We have the most expensive system in the world. Much of the debating comes from news of what works in other countries. However, what works for their smaller populations may not work for us.
It’s hard to imagine what other countries could possibly do differently. We’ve broken some of them down for you here.
Essentially everyone in the U.K. has access to free health care. Even visitors receive free emergency care! That comes with a different kind of price, though. As the U.K. tries to cut costs, quality of care decreases.
Australia’s health care system is called Medicare, but it is available for all citizens, not only seniors and Medicare eligibles. The program is almost entirely government-funded. 25% comes strictly through the Australian government and 43% comes from the Commonwealth.

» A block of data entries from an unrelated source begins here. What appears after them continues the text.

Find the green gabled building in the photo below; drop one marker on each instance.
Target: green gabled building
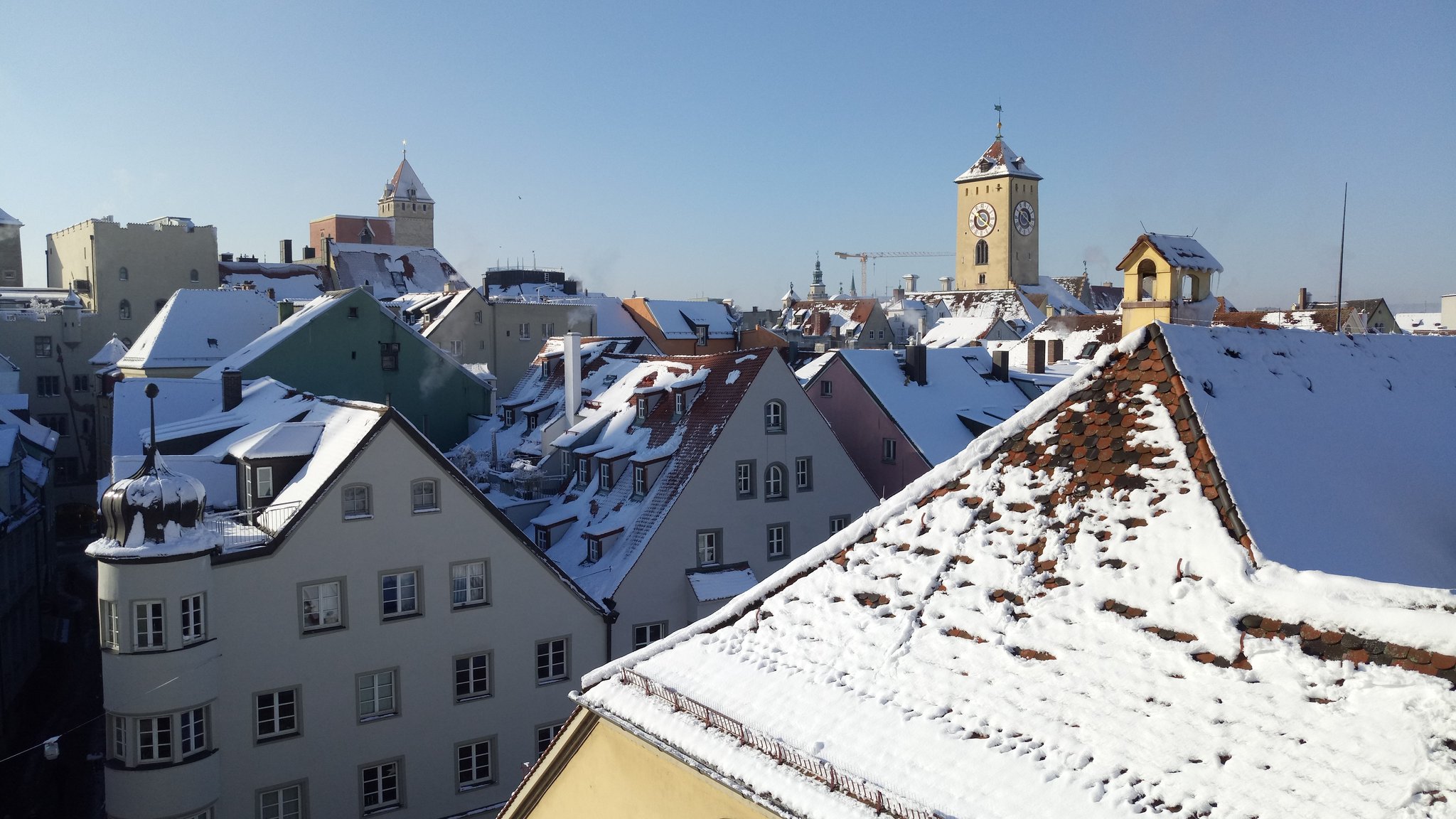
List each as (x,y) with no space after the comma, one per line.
(351,346)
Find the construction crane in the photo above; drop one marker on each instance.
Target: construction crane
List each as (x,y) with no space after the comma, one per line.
(864,262)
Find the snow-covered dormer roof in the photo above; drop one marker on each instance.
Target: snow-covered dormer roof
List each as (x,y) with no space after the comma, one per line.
(999,161)
(405,184)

In France, Patients pay with a card and receive 100% reimbursement later, minus one euro to help fund nation-wide health care activities. One euro is the equivalent of just a bit more than one USD. Special care and drugs are reimbursed at about 70% and patients have the option to purchase additional coverage.

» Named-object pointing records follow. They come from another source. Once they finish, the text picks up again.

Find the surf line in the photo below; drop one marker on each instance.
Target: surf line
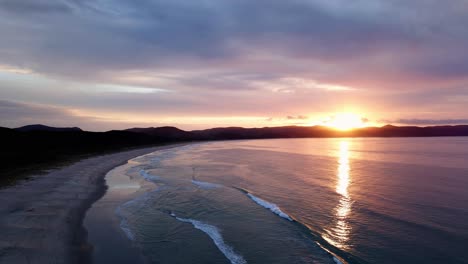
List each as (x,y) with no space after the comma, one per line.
(215,235)
(265,204)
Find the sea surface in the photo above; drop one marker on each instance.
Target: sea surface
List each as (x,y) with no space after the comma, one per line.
(357,200)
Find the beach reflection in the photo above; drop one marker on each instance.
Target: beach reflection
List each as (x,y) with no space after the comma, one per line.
(338,233)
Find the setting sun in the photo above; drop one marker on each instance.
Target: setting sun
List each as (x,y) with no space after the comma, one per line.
(345,121)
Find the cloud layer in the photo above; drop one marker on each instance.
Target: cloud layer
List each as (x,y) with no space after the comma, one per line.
(257,58)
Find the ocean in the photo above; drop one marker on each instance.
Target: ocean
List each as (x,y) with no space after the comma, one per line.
(343,200)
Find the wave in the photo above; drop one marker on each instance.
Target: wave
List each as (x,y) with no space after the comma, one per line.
(337,261)
(148,177)
(215,235)
(124,224)
(206,185)
(270,206)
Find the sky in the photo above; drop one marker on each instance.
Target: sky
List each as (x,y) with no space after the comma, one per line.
(101,64)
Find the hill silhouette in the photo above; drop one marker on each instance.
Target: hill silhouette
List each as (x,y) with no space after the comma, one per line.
(33,146)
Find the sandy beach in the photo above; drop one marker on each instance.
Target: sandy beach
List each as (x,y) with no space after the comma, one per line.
(41,219)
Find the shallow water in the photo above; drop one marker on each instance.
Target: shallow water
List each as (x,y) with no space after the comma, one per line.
(374,200)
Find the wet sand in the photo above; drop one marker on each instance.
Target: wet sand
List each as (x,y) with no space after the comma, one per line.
(41,220)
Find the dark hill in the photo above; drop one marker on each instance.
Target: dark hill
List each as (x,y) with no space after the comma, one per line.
(165,133)
(39,127)
(36,145)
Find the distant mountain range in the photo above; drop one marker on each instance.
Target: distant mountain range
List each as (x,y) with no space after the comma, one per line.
(172,133)
(38,144)
(46,128)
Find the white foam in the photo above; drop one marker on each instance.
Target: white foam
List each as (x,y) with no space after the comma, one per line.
(148,177)
(206,185)
(337,261)
(270,206)
(124,224)
(215,235)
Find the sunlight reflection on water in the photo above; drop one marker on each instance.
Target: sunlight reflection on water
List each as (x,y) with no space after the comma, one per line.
(338,234)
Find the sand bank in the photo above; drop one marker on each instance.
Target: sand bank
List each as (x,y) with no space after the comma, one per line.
(41,219)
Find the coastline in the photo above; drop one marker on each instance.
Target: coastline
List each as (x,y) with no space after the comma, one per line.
(41,220)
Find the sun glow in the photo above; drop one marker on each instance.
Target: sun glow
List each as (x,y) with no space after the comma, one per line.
(345,121)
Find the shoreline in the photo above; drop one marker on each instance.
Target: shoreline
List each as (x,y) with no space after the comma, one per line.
(41,220)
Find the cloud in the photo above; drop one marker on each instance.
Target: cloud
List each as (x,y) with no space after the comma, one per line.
(298,117)
(329,42)
(236,58)
(429,121)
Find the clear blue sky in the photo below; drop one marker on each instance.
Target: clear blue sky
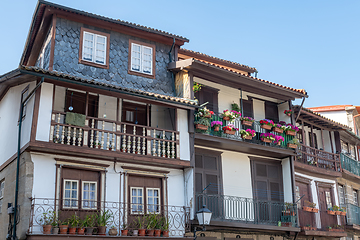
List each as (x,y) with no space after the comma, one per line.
(302,44)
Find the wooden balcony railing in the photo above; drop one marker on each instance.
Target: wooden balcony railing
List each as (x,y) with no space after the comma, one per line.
(319,158)
(116,136)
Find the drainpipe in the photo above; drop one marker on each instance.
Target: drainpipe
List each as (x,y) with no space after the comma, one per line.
(18,154)
(172,74)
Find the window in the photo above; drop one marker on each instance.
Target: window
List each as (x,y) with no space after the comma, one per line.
(2,186)
(94,48)
(89,195)
(71,196)
(142,59)
(137,200)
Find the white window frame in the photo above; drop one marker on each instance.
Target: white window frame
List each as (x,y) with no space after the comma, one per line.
(137,204)
(153,197)
(142,59)
(2,187)
(82,195)
(94,48)
(71,199)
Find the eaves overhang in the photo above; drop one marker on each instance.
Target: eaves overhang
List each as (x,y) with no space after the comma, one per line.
(236,80)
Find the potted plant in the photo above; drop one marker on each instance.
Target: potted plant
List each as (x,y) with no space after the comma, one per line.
(279,128)
(216,125)
(230,129)
(267,137)
(266,124)
(291,129)
(230,115)
(247,134)
(202,123)
(247,121)
(103,219)
(288,112)
(46,221)
(63,226)
(113,231)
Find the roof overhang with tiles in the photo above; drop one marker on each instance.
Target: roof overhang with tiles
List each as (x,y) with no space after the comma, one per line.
(218,74)
(28,74)
(43,17)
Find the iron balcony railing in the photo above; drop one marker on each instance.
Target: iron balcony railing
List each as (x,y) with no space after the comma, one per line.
(237,123)
(350,164)
(318,158)
(248,210)
(128,214)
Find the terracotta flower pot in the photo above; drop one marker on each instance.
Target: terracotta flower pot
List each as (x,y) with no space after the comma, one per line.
(46,229)
(291,133)
(230,132)
(201,127)
(157,232)
(166,233)
(81,231)
(102,230)
(278,130)
(246,123)
(63,229)
(141,232)
(72,230)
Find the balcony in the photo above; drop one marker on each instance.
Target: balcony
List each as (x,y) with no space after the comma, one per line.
(112,136)
(263,148)
(350,164)
(230,211)
(177,217)
(318,159)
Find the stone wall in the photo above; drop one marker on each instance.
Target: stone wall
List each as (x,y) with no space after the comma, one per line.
(66,59)
(25,190)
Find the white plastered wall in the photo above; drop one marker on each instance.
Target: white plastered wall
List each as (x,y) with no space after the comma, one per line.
(45,111)
(9,117)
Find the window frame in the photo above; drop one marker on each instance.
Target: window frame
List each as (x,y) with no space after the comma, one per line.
(107,48)
(82,195)
(140,73)
(70,199)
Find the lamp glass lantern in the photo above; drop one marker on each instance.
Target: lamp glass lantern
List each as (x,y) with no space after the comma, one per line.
(204,216)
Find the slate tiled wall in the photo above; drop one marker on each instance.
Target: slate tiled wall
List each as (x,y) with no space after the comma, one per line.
(66,58)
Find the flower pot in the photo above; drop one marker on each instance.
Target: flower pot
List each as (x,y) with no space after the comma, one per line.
(246,123)
(55,230)
(46,229)
(63,229)
(201,127)
(290,145)
(278,130)
(331,212)
(150,232)
(72,230)
(230,132)
(89,230)
(157,232)
(113,232)
(291,133)
(166,233)
(141,232)
(81,231)
(267,127)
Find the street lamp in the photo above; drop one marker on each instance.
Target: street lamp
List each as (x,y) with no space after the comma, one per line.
(204,217)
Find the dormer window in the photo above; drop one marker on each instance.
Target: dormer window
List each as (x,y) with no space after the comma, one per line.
(94,48)
(142,59)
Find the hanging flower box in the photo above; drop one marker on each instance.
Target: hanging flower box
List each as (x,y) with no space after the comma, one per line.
(201,127)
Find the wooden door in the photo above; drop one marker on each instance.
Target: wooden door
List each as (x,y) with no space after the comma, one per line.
(325,202)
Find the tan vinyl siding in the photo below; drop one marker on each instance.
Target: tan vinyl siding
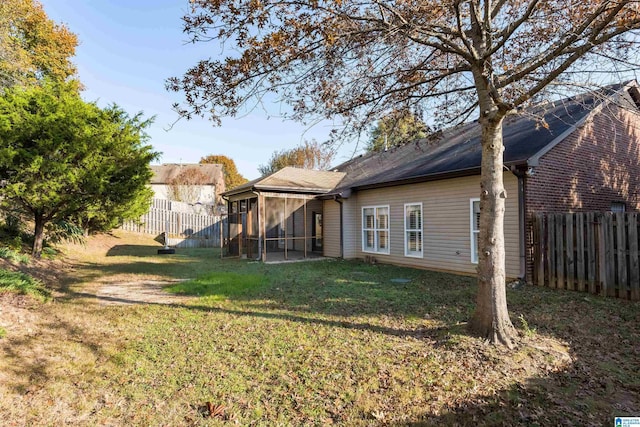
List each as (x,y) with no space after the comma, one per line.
(331,229)
(312,206)
(446,223)
(351,229)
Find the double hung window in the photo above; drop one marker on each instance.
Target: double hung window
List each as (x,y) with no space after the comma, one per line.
(413,230)
(375,229)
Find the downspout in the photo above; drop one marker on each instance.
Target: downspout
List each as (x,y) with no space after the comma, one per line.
(226,199)
(522,223)
(337,199)
(259,228)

Belgium has one of the most efficient health care systems worldwide. Care facilities, much like in the U.S., range from privately owned to government-run and non-profits. Citizens can choose whatever facility they want to visit, with no limitations on insurance.
Like in France, all Belgian patients use a care card at all of their appointments. Belgian cards will later provide reimbursement of up to 75%. Charges will come through payroll or a bank account.
Germany’s system is most similar to the U.S. Germans put about 13% of their income towards a federally-regulated health payment program. Uniquely, Germany often bundles accident and long-term insurance with their traditional health care plans. Germans can choose any health care facility they like. The unemployed, who make up about a third of the German population, are funded separately.
Sweden is very regulated since their health care system is 70% tax-funded. They have 21 councils throughout the country that regulate health care, social welfare, and water supplies. Treatments and drugs require a small fee. Drug costs are capped at the equivalent of $163 per year.
Our system is fundamentally similar to European systems in some ways. It’s easy to wonder if we may head towards a universal, U.K.-like system or at least a more centralized Belgian-like system. We could also head in another way entirely – it’s hard to say. Where do you think we’ll end up?